We introduce a set of novel multiscale basis transforms for signals on graphs that utilize their "dual" domains by incorporating the "natural" distances between graph Laplacian eigenvectors, rather than simply using the eigenvalue ordering. These basis dictionaries can be seen as generalizations of the classical Shannon wavelet packet dictionary to arbitrary graphs, and do not rely on the frequency interpretation of Laplacian eigenvalues.
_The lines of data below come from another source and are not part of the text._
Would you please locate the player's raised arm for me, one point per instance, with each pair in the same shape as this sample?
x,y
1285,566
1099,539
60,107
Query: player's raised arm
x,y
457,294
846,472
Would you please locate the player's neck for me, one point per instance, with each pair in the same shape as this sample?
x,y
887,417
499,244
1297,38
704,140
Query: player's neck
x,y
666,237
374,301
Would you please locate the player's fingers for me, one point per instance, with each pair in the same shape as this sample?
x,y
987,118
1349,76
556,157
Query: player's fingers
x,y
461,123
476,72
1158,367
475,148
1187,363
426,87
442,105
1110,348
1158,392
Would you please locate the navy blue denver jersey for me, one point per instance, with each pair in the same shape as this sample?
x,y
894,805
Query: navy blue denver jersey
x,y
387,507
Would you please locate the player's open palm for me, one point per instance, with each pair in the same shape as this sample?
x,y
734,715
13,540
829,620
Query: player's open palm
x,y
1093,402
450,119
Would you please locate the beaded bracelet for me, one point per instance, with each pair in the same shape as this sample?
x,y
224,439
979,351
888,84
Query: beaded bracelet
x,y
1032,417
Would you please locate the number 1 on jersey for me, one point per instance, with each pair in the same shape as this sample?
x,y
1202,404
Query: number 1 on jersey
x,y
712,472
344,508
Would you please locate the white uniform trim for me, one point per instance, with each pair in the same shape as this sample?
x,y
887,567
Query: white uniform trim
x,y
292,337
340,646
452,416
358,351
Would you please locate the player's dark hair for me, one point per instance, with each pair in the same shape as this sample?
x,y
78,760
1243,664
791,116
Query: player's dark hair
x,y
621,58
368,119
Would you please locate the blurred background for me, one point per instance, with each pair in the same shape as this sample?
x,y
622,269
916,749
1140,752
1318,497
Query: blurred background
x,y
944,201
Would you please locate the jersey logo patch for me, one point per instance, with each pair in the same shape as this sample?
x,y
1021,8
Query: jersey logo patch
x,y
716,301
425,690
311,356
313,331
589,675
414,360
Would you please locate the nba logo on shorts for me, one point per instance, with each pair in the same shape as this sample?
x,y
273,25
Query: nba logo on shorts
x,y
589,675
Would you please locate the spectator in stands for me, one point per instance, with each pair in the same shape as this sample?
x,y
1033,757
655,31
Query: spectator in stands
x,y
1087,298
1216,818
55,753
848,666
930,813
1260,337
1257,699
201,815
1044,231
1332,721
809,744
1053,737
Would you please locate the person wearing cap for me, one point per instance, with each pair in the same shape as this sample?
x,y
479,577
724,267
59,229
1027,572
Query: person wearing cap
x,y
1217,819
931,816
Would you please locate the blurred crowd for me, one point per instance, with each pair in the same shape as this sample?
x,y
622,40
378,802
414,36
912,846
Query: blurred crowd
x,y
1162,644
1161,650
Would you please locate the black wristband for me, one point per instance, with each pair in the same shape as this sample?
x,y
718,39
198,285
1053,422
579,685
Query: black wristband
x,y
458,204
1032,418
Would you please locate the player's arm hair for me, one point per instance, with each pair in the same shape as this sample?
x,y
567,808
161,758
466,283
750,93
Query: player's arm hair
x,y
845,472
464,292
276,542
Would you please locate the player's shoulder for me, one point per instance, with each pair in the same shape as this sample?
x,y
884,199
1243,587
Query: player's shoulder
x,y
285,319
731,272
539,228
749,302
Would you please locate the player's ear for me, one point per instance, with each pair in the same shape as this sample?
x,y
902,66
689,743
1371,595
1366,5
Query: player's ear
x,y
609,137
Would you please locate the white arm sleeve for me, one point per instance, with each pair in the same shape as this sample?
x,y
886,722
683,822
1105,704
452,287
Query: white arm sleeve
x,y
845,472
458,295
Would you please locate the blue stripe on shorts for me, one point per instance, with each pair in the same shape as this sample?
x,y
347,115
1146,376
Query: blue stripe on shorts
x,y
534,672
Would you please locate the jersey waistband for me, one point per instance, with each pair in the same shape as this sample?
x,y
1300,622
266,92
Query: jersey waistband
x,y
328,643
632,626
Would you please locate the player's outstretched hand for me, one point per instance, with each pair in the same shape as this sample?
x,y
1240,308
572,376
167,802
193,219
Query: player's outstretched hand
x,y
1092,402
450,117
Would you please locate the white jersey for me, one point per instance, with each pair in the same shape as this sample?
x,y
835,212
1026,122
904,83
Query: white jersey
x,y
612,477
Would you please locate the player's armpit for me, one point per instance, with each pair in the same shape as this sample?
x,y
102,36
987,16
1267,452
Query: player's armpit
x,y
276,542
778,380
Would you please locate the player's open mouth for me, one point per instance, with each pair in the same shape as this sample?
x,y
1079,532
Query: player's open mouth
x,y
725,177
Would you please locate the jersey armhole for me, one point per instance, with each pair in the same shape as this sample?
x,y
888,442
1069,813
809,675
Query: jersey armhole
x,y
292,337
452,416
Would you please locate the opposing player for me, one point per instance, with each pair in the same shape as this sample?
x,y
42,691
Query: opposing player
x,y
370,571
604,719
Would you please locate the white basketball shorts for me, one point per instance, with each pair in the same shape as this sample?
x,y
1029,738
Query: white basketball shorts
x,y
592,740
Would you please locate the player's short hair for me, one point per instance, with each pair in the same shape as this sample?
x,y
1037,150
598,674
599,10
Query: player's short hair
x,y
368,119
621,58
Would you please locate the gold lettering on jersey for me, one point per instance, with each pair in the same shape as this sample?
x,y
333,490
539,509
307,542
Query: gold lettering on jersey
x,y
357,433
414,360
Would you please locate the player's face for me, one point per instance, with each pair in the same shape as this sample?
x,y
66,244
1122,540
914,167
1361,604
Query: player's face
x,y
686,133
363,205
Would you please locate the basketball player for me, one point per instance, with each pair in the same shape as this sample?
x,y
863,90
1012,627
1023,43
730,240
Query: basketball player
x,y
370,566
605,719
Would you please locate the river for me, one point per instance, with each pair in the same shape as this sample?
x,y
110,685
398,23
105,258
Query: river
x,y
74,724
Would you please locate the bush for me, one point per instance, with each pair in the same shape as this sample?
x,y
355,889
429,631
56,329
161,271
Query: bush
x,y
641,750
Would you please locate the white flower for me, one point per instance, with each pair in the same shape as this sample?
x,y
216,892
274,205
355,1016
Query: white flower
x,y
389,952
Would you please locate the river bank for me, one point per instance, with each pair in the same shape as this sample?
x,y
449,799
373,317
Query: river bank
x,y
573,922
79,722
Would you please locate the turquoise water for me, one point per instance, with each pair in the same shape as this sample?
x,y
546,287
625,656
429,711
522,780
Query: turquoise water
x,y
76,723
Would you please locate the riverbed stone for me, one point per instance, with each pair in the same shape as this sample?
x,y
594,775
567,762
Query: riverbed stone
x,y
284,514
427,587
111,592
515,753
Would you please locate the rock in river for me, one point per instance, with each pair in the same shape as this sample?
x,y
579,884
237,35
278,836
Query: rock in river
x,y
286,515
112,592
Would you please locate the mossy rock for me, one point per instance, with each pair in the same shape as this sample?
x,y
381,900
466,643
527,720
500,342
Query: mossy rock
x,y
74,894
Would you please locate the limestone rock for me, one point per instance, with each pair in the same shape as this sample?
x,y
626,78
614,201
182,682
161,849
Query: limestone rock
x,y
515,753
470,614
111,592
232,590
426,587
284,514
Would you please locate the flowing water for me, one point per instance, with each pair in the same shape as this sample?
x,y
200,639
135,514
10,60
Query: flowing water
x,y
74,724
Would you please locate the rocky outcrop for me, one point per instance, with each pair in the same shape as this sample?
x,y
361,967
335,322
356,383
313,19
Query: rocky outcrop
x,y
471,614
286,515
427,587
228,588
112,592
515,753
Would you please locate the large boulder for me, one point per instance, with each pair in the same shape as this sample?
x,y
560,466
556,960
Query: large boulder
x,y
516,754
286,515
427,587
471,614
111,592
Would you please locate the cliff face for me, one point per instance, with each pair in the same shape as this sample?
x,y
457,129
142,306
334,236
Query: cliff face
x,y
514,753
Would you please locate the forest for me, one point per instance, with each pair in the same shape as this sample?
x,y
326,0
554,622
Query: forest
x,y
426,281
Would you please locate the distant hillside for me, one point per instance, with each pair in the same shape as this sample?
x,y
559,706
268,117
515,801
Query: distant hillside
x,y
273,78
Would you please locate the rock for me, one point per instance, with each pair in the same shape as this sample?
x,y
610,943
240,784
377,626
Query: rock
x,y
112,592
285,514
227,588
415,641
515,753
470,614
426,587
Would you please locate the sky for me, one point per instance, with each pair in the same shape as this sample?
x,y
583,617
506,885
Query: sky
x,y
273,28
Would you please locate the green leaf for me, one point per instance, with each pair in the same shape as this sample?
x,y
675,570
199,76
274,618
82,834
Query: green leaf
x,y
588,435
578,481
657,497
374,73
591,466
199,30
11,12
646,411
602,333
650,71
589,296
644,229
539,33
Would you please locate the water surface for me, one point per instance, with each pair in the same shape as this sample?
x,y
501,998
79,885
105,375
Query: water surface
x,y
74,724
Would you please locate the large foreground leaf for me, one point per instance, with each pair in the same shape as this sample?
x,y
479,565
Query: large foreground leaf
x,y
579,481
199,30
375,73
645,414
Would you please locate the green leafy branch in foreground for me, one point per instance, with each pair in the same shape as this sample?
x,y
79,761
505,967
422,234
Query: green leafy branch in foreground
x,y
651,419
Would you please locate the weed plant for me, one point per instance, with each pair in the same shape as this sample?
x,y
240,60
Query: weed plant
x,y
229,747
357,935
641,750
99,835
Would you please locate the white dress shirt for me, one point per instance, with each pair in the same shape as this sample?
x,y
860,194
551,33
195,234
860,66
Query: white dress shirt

We describe the algorithms (involving either vector rotations or orthogonalizations) to construct these basis dictionaries, use them to efficiently approximate graph signals through the best basis search, and demonstrate the strengths of these basis dictionaries for graph signals measured on sunflower graphs and street networks.

翻译：我们引入了一套新型的多尺度基质变换图纸上的信号,这些变换通过将图 Laplacian 电子元体之间的“自然”距离纳入图解 Laplacian 电子元体,而不是简单地使用电子元值定序。 这些基词典可以被视为古典香农波子包字典对任意图的概括,而并不依赖对Laplacian 电子元值的频率解释。 我们描述了构建这些基词典的算法(涉及矢量旋转或正方位化),通过最佳的基础搜索将其用于高效近似图形信号,并展示了这些基词典在向日葵图表和街道网络上测量的图形信号的优点。